1. Why is an union needed to store the test-case? Isn't uint32_t guaranteed to be able to hold 32 bits/4 bytes as needed? And what does the assignment { { 0, 1, 2, 3 } } mean? It assigns the value to the union, but why the strange markup with two braces?
2. Why the check for CHAR_BIT? One comment mentions that it would be more useful to check UINT8_MAX? Why is char even used here, when it's not guaranteed to be 8 bits wide? Why not just use uint8_t? I found this link to Google-Devs github. They don't rely on this check... Could someone please elaborate?

Answer 1

Why is a union needed to store the test case?

    The entire point of the test is to alias the array with the magic value the array will create.

Isn't uint32_t guaranteed to be able to hold 32 bits/4 bytes as needed?

    Well, more-or-less. It will but other than 32 bits there are no guarantees. It would fail only on some really fringe architecture you will never encounter.

And what does the assignment { { 0, 1, 2, 3 } } mean? It assigns the value to the union, but why the strange markup with two braces?

    The inner brace is for the array.

Why the check for CHAR_BIT?

    Because that's the actual guarantee. If that doesn't blow up, everything will work.

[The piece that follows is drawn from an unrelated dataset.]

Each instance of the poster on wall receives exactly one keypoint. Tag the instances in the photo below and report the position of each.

One comment mentions that it would be more useful to check UINT8_MAX? Why is char even used here, when it's not guaranteed to be 8 bits wide?

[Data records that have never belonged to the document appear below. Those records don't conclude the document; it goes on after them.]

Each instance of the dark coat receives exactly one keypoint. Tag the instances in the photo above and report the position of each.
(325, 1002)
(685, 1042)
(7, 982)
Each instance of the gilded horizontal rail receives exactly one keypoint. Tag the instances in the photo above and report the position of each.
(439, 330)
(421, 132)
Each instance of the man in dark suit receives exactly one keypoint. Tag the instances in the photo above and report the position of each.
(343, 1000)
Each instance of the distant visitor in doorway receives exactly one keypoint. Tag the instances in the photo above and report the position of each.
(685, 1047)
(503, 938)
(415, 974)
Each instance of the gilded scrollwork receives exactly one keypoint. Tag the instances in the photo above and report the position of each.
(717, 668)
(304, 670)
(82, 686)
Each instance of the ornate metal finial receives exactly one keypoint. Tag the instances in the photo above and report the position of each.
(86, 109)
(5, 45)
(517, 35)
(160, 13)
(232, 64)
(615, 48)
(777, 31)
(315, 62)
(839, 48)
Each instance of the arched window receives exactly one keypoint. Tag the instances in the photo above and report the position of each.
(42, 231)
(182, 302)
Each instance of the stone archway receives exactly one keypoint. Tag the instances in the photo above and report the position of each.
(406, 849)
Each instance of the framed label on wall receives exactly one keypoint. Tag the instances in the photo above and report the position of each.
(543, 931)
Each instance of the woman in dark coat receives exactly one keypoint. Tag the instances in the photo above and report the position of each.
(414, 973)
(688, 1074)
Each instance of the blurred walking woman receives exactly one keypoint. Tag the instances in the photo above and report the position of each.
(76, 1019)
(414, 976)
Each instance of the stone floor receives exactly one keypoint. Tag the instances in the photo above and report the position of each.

    Because in fact it always is, these days.

Why not just use uint8_t? I found this link to Google-Devs github. They don't rely on this check... Could someone please elaborate?

    Lots of other choices would work also.

Answer 2

The initialization has two set of braces because the inner braces initialize the bytes array. So byte[0] is 0, byte[1] is 1, etc.

The union allows a uint32_t to lie on the same bytes as the char array and be interpreted in whatever the machine's endianness is. So if the machine is little endian, 0 is in the low order byte and 3 is in the high order byte of value. Conversely, if the machine is big endian, 0 is in the high order byte and 3 is in the low order byte of value.

Answer 3

{{0, 1, 2, 3}} is the initializer for the union, which will result in bytes component being filled with [0, 1, 2, 3].

Now, since the bytes array and the uint32_t occupy the same space, you can read the same value as a native 32-bit integer. The value of that integer shows you how the array was shuffled - which really means which endian system are you using.

There are only 3 popular possibilities here - O32_LITTLE_ENDIAN, O32_BIG_ENDIAN, and O32_PDP_ENDIAN.

As for the char / uint8_t - I don't know. I think it makes more sense to just use uint_8 with no checks.